So for a couple projects in the past year I’ve utilized the Google Search Appliance (here forward called the GSA). The GSA is a powerful tool – it’s like your own slice of Google, only you can customize it, and in theory, tweak the algorithm and manipulate your results. Like a “SEO box” – but to my understanding, the algorithm is different, but in theory it’s the same.

The Versions of GSA

I’ve worked on a Google-mini, the Virtual GSA (version 5.0, no longer offered for download, for shame) and a 6.0 GSA. In terms of front end coding, you manipulate the XSL/XSLT code to change the default appearance. It’s cool – you can get the power of Google without the “branded” Google crap you get from the customized Google. So – your own branded, somewhat manipulatable Google box. Cool.

What is Google?

Of course, Google is not Bing. It is not Yahoo. It is not a commerce engine – it is a relevancy machine. The sole purpose of a Google crawl is to gather documents, have you execute a query, and for Google to say:

“I think this is what you want?”

At least, that’s *MY* experience with the GSA – they have a capability referred to as “Results Biasing.” This allows you to “influence” the results. My issues with this, is that you can make changes, but without arduous testing, you are never sure how long it’ll take the results to show up changed.

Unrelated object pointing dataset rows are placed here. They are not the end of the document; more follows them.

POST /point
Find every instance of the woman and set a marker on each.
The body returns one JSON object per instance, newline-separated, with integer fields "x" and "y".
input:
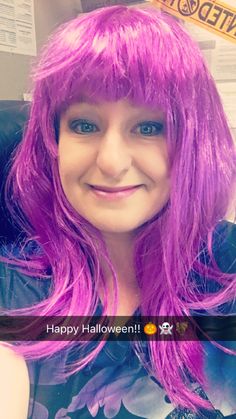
{"x": 122, "y": 99}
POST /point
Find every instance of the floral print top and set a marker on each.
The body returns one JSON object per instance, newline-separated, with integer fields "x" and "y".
{"x": 116, "y": 384}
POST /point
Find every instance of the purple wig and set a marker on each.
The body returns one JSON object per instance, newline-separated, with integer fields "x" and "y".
{"x": 146, "y": 57}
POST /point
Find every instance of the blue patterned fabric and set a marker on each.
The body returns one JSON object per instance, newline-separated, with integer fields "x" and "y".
{"x": 116, "y": 384}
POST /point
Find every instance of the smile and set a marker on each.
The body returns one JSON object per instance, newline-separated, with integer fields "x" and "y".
{"x": 113, "y": 194}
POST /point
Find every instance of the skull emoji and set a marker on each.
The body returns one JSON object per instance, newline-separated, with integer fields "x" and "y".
{"x": 166, "y": 328}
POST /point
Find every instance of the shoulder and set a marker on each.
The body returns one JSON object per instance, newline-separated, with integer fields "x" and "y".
{"x": 14, "y": 385}
{"x": 18, "y": 290}
{"x": 224, "y": 246}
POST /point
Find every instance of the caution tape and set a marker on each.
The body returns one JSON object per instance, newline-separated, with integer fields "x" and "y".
{"x": 213, "y": 15}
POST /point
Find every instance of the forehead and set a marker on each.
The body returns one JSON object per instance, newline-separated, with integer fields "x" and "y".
{"x": 121, "y": 107}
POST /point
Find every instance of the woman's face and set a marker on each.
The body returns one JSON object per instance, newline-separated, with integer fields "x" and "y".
{"x": 114, "y": 145}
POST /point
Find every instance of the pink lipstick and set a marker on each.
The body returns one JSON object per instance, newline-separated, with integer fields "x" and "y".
{"x": 112, "y": 194}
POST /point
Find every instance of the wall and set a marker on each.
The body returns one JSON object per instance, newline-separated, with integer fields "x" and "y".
{"x": 14, "y": 68}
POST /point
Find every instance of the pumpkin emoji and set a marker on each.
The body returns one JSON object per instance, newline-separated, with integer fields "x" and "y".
{"x": 150, "y": 328}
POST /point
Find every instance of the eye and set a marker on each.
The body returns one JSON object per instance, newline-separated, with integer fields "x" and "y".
{"x": 150, "y": 128}
{"x": 82, "y": 126}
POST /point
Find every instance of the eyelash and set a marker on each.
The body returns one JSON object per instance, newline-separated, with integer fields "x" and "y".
{"x": 73, "y": 125}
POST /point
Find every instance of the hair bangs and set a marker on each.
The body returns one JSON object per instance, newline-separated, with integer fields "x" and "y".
{"x": 108, "y": 61}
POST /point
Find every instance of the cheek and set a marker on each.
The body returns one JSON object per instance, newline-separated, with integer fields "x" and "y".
{"x": 157, "y": 165}
{"x": 72, "y": 163}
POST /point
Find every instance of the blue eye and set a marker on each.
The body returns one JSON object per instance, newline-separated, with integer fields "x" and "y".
{"x": 150, "y": 128}
{"x": 81, "y": 126}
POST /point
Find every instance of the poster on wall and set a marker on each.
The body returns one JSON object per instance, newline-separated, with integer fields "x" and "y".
{"x": 17, "y": 27}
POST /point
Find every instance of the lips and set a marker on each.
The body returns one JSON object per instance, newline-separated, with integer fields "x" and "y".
{"x": 112, "y": 190}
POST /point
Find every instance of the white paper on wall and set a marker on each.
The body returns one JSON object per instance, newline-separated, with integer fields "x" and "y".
{"x": 17, "y": 27}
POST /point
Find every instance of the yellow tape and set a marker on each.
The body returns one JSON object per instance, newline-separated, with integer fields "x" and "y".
{"x": 213, "y": 15}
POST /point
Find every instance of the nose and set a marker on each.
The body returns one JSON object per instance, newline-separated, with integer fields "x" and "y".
{"x": 114, "y": 155}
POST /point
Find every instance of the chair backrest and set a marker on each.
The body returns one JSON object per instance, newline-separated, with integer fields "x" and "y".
{"x": 13, "y": 116}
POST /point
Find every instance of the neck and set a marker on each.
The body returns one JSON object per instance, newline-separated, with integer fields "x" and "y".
{"x": 120, "y": 250}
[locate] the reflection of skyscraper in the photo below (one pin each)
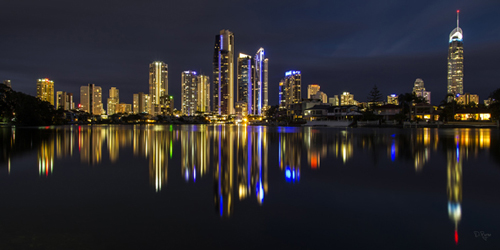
(158, 87)
(343, 146)
(45, 90)
(90, 140)
(160, 142)
(290, 149)
(315, 148)
(194, 152)
(454, 184)
(252, 162)
(223, 73)
(64, 142)
(117, 137)
(456, 62)
(223, 170)
(46, 157)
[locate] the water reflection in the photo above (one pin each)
(195, 156)
(290, 150)
(223, 172)
(239, 156)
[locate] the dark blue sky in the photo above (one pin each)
(340, 45)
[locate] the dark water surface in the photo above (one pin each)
(236, 187)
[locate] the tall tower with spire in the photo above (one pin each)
(456, 61)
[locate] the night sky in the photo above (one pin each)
(340, 45)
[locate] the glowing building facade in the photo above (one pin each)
(393, 99)
(290, 89)
(419, 90)
(189, 95)
(45, 90)
(203, 94)
(456, 62)
(91, 99)
(347, 99)
(244, 97)
(312, 89)
(64, 100)
(140, 103)
(259, 86)
(158, 87)
(113, 100)
(223, 61)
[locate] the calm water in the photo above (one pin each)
(236, 187)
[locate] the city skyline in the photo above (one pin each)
(412, 47)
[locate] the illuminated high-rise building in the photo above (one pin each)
(259, 87)
(64, 100)
(245, 82)
(140, 103)
(223, 73)
(123, 108)
(45, 90)
(158, 87)
(334, 101)
(290, 89)
(419, 90)
(266, 85)
(312, 89)
(252, 82)
(7, 83)
(456, 62)
(113, 100)
(203, 94)
(393, 99)
(282, 100)
(467, 99)
(91, 99)
(189, 95)
(347, 99)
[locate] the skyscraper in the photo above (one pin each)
(64, 100)
(312, 89)
(347, 99)
(260, 82)
(456, 61)
(223, 73)
(246, 70)
(189, 92)
(140, 103)
(91, 99)
(252, 82)
(292, 89)
(158, 87)
(45, 90)
(114, 98)
(419, 90)
(203, 94)
(7, 83)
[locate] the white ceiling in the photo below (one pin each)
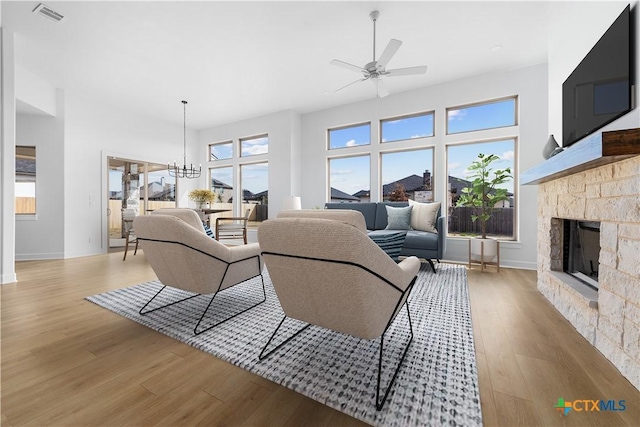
(236, 60)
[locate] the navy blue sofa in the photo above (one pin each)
(421, 244)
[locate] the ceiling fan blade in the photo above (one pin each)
(388, 53)
(348, 66)
(352, 83)
(381, 88)
(406, 71)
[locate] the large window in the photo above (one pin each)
(407, 175)
(221, 151)
(406, 127)
(222, 186)
(254, 146)
(25, 197)
(460, 157)
(486, 115)
(349, 179)
(255, 190)
(350, 136)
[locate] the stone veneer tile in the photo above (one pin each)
(612, 307)
(577, 183)
(606, 327)
(609, 236)
(610, 194)
(601, 174)
(631, 339)
(594, 191)
(632, 313)
(625, 168)
(607, 258)
(631, 231)
(624, 187)
(629, 256)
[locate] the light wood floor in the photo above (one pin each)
(66, 361)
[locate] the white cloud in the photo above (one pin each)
(507, 155)
(456, 114)
(253, 150)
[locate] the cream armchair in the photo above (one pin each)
(184, 257)
(329, 273)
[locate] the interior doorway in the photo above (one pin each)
(135, 188)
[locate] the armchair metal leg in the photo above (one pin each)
(380, 404)
(195, 330)
(263, 355)
(264, 298)
(163, 306)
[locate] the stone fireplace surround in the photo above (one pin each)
(608, 319)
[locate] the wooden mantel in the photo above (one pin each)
(593, 151)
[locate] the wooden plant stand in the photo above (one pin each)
(483, 264)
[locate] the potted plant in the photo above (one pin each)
(483, 195)
(202, 197)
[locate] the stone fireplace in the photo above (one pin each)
(608, 194)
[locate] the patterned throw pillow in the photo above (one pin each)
(398, 218)
(390, 242)
(208, 230)
(423, 216)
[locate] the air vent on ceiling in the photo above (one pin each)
(43, 10)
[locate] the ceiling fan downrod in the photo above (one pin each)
(374, 17)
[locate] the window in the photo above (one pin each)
(25, 198)
(255, 190)
(460, 157)
(407, 127)
(254, 146)
(221, 151)
(407, 175)
(488, 115)
(350, 136)
(349, 179)
(222, 186)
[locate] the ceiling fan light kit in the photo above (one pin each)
(375, 70)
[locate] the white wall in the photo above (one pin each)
(7, 157)
(41, 236)
(530, 84)
(573, 31)
(283, 129)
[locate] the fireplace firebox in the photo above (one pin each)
(581, 250)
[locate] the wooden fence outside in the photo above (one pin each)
(25, 205)
(500, 223)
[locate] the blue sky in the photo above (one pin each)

You can force a recrawl, but it seems the GSA “caches” the prior results for roughly 15 minutes. That means to tweak your results means retesting every 15 minutes, and even with results biasing, you may still be out of luck. It’s a crap shoot. A coworker and I spent several hours manipulating and testing results, only to eventually make one result bump up one slot, and we were working against tightly knit test set – we basically had 500 pages that were pure keywords and some other custom attributes to be utilized through a customized “Search As You Type” functionality.

Search As You Type

Yes – this was cool. A mix of plain JavaScript and PHP that essentially created a JSON result of your Google Search query. It’s a very cool project, and it allowed for some very unique experimentation with the results of a google query. I can’t delve into it to much, but we manipulated the data to spit out the results in a different display, for a more “spread” experience and relevant results. Very cool.

The Lessons Learned

I think the most difficult thing about the work was digging through the documentation – it was somewhat inaccurate at times, and very often some important, pertinent information was often in a single sentence, in some random blurb. Like Meta tag length limits (320 characters). Agitating, but we were able to rewrite our original meta tag code (to be better, in my opinion) to generate structural details in the PHP vs. including it in the meta data (it was a prototype stage, okay?). The only problem was the keywords were still being stuffed – way too many repeats and useless character phrases. This is a matter of education to the client, and clarifying that the GSA was not a “easy to manipulate” set of data – it was a complex beast, and that in ANY kind of manipulation should be taken with a grain of salt.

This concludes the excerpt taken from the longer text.